- What might have been a decent start to the year was not to be. Although it came in the final few weeks of the quarter, the impact of the pandemic was already enough to drive a 8.2% (annualized) contraction in Q1. Nominal GDP, which includes the impact of price changes, didn’t fare much better, contracting 6.5%.
- Social distancing to control the pandemic meant a quick stop to many ‘high touch’ activities, so it was no surprise to see services consumption leading the contraction, down 10.8%. Due to its large share of spending, it subtracted 3.5 percentage points from headline growth on its own. Only non-durable goods spending rose, up 12.9%, the strongest performance since the mid-1970s, supported by food and beverage stockpiling. Government expenditures also fell (-3.8%) reflecting school and government office closures.
- Business investment also fell, albeit more modestly (-1.4% overall, which includes residential investment). This was largely down to a drop in machinery and equipment spending (-13.1%), itself driven by drops in almost all major subcategories. Residential structures investment fell modestly (-0.4%), as solid new construction activity (+6.6%) offset drops in renovations and ownership transfer costs (-3.1% and -8.9% respectively). Investment in non-residential structures was up 4.1% on strength in both non-residential buildings and engineering structures.
- On the trade front, exports were down 12.3%, while imports dropped 9.3%. With inventories drawn down modestly given production disruptions (subtracting 2 percentage points from growth), final domestic demand was down 6% on the quarter.
- Incomes were also hit hard.

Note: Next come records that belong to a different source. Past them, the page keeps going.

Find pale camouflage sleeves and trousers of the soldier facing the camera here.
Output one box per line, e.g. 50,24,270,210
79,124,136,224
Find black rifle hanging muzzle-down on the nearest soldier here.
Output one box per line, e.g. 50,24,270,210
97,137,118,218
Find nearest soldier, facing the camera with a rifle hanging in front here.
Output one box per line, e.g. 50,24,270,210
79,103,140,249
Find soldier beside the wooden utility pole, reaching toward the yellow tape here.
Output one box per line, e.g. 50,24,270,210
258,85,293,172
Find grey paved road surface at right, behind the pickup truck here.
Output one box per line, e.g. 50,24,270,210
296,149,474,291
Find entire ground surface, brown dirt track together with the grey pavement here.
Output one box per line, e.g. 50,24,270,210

Aggregate compensation of employees fell 3.5%. Given the dramatic drop in household spending, the household savings rate rose to 6.1% (from 3.6% in 2019Q4). The gross operating surplus, a measure of corporate earnings, was down 11.6%.

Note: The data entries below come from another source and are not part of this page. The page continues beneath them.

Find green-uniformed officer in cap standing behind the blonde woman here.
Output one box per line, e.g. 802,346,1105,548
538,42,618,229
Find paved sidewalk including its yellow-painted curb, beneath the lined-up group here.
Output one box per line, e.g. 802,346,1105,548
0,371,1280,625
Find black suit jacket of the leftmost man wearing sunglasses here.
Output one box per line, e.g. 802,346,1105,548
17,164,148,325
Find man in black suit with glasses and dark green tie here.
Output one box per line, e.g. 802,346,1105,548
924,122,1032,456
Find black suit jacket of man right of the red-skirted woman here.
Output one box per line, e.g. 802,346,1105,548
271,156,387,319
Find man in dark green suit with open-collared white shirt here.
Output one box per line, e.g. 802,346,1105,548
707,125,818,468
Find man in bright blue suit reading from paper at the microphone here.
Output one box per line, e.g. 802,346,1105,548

- The pandemic not only hit the data, but also the collection of the data. Statistics Canada noted challenges in getting complete data in several areas, including building construction investment, corporate financial information, and spending on new motor vehicles. The GDP data is always subject to revision, but the pandemic means that today’s data has a bit more uncertainty around it than normal.

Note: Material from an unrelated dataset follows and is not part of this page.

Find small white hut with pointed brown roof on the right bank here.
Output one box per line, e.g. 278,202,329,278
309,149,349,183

- The March GDP data turned out a bit better than Statistics Canada’s earlier nowcast, but was still down 7.2% month-on-month, with 19 of 20 major industries in decline. Unsurprisingly, the drop was skewed towards the service producing industries (-8.2%). Statistics Canada provided a nowcast update for April, estimating an even larger, 11% monthly decline.
Key Implications
- The coronavirus hits hard. Today’s data puts some hard numbers around what we’ve all been living through, and while the worst is yet to be revealed in the data, the early days already paint a dire picture. It is hard to find any bright spots. A surge in non-durable spending came from stockpiling activity. Non-residential construction was surprisingly decent, but this component tends to be driven by the energy sector, and given rock-bottom oil prices since March, including briefly negative prices, a repeat performance appears unlikely.
- Typically, the quarterly GDP gives us good insight into the starting point for the current quarter. These days are anything but typical. The reported data is likely to get worse (indeed, Statcan’s nowcast implies the worst back-to-back monthly performances on record, implying a more than 18% drop in the level of activity relative to February), but there is reason to believe that last month may have been the nadir. Provinces continue the ‘opening up’ process, and while it will take some time for things to truly get back to some sort of ‘normal’, it is not unreasonable to think that a modest recovery may already be forming.
- The key question is what kind of recovery? Given the significant hits to incomes and longer-lasting impacts on some industries, a marathon appears more likely than a sprint.